For many, environmental, social and governance (ESG) has been a dynamic that has lacked regulatory bite and accountability. However, that view, as underlined by the CMA today, is short-sighted. ESG is about the gap between a standard of performance that business feels meets legal requirements and stakeholders' (or society's) expectation of that performance level. We wrote a few years ago about the changing view of the person on the Clapham Omnibus in relation to environmental and social impacts (the standard of care in negligence). We argued that stakeholders will find legal recourse to hold to account performance that falls below the standard of care. When it comes to making sustainability claims about fashion products, this was a legal risk yesterday. Today, it is a legal liability. The better way to view ESG legal risk management is that legal liability is crystallising and will continue to do so at an accelerated pace. Visibility of your exposures, including director and officer liability, and an understanding of how to manage the risk, is central to enterprise value.
Practically then, what does this mean for the fashion industry, or indeed any business making sustainability claims to enhance their market position?

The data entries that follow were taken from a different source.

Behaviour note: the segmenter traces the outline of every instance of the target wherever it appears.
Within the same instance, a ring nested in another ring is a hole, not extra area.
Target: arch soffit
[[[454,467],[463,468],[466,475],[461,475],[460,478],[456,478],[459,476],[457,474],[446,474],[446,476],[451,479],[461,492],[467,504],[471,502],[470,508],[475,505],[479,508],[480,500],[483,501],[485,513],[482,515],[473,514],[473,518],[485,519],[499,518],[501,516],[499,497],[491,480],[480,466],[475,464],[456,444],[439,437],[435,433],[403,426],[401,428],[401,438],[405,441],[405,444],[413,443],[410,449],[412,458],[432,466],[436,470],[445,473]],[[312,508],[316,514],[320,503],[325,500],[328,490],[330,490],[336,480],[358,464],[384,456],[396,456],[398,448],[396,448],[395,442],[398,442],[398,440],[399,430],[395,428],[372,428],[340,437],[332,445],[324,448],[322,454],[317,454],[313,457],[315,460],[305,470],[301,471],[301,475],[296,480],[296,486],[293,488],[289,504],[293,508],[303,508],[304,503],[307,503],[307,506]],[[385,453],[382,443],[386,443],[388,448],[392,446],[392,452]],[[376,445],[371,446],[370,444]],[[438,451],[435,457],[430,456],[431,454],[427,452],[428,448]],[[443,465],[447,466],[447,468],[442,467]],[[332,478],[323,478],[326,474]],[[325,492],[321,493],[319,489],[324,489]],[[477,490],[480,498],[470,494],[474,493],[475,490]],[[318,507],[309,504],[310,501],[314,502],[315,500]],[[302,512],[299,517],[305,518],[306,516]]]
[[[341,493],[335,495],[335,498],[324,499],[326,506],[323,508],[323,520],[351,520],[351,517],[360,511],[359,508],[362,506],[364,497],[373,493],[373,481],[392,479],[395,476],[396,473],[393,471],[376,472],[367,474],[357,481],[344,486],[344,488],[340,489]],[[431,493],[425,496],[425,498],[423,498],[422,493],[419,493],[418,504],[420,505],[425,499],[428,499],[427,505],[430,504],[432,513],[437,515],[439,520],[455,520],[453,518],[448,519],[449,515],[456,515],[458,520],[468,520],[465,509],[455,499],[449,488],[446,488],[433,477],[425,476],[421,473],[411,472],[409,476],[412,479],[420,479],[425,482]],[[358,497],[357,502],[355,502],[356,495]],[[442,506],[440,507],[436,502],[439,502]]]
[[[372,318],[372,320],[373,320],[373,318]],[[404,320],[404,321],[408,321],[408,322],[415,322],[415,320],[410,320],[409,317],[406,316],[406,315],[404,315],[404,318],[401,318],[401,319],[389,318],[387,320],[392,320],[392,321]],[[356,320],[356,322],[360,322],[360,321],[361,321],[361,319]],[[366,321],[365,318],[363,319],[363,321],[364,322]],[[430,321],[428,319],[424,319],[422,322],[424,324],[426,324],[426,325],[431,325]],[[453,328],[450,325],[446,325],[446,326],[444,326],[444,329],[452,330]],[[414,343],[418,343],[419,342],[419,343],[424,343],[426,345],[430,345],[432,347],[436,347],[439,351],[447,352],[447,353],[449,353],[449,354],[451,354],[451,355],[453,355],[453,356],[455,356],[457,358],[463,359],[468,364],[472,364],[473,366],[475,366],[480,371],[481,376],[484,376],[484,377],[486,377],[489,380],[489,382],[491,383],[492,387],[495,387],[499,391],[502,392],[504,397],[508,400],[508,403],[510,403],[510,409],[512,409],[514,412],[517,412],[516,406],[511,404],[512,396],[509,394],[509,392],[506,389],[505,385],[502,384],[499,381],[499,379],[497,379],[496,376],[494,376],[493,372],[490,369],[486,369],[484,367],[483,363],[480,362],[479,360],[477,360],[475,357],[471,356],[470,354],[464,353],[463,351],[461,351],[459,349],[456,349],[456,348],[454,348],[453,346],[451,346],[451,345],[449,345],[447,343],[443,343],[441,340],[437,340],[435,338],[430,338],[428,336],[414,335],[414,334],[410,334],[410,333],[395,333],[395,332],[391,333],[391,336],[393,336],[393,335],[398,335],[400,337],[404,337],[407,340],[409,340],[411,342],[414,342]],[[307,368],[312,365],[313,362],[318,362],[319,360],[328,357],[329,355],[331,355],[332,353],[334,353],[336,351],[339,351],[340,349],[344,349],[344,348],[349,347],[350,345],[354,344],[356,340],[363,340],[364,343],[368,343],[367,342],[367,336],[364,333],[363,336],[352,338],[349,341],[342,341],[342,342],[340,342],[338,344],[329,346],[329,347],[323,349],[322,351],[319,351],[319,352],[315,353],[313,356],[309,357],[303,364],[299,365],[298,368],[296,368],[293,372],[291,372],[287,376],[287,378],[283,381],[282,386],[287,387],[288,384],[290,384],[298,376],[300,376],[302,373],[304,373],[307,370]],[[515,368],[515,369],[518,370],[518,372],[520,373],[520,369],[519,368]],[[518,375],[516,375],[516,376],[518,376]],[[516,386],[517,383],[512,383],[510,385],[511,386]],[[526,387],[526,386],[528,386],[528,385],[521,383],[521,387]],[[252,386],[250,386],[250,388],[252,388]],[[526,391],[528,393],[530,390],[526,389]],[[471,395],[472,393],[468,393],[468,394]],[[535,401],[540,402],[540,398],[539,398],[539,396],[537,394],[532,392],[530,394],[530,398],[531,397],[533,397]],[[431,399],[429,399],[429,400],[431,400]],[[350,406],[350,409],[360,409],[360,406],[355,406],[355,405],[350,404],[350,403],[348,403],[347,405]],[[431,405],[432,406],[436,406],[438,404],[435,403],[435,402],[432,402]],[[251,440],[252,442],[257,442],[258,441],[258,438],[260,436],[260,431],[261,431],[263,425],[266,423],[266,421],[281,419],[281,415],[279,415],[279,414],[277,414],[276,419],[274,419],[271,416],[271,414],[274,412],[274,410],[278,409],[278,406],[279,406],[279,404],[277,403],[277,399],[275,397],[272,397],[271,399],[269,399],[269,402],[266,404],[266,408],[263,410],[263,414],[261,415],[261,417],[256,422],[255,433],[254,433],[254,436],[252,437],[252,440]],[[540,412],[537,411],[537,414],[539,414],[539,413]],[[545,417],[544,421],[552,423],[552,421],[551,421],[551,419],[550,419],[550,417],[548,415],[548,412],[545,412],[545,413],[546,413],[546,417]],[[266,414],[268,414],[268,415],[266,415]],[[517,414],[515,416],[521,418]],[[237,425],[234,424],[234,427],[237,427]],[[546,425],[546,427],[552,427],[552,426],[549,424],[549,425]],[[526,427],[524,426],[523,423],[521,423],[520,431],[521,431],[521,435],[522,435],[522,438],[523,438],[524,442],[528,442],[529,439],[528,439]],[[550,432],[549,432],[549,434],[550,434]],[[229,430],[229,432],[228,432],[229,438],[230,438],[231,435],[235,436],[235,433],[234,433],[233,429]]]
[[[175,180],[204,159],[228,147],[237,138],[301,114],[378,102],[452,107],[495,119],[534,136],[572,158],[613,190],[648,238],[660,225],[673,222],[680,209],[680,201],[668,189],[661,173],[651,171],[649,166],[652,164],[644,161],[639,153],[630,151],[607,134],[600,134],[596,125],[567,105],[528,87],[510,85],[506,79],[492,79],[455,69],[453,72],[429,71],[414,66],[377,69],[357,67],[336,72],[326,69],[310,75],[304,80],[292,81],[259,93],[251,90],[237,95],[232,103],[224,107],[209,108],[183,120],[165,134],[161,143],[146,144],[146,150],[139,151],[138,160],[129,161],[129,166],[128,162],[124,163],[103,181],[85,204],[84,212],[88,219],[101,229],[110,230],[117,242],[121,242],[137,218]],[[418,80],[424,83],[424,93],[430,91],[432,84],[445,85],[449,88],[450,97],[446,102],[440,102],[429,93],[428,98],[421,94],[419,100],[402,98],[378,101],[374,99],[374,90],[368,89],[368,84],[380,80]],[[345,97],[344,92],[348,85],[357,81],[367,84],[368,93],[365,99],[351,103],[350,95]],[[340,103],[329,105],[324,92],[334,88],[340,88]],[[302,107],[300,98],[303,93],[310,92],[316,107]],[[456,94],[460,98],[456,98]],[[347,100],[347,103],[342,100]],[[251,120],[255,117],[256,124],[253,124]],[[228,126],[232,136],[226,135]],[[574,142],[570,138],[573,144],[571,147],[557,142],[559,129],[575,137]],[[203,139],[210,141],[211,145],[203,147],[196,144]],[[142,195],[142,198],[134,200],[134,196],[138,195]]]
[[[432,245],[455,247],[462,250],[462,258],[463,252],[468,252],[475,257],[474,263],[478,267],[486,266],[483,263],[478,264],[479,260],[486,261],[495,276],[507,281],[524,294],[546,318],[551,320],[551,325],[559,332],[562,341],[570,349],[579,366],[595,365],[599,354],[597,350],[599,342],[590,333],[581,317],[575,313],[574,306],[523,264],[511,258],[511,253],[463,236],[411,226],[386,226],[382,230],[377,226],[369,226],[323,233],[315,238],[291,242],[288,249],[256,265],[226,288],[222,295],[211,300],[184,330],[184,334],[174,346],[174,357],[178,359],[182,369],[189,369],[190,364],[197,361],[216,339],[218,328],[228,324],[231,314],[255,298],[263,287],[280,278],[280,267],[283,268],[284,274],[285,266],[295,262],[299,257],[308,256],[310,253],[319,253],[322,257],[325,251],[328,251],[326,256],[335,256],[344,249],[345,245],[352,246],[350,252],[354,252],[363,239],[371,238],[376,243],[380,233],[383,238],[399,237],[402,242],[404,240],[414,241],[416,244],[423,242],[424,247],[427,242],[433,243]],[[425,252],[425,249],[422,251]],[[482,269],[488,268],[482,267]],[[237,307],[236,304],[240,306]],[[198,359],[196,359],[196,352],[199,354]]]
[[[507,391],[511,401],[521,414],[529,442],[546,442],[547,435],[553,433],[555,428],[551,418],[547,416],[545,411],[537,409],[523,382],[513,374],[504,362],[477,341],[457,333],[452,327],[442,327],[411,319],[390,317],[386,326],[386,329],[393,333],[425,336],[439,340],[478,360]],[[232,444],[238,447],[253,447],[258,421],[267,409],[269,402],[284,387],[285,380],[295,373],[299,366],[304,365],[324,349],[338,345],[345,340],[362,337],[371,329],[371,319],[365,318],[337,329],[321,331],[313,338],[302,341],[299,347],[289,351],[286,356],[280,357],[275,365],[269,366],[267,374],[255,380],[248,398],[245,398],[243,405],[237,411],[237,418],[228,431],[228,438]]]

Quite simply, it means that if you make a sustainability statement, you have to be able to legally back it up. However, doing so is no simple task. Businesses that wish to manage this risk would be well advised to identify their claims and commission an external legal review on the efficacy of their substantiation and reasonableness of messaging. This will be a complex process for the fashion industry, as evidence will need to be provided from supply chains and the robustness of certification fully appraised.
Arguably, responsible businesses will have this audit trail already in place but, in the absence of a legal requirement to manage environmental and social risk in the supply chain, will the lack of regulatory bite have discouraged businesses from investing in this level of risk management?
Wait, isn't there talk of new regulation on supply chain due diligence? It becomes law in Germany next year, the UK has Forest Risk Products included in the 2021 Environment Act, the EU is developing a corporate sustainability value chain due diligence law, and other countries are moving in that direction. ESG legal risk today, ESG legal liability tomorrow.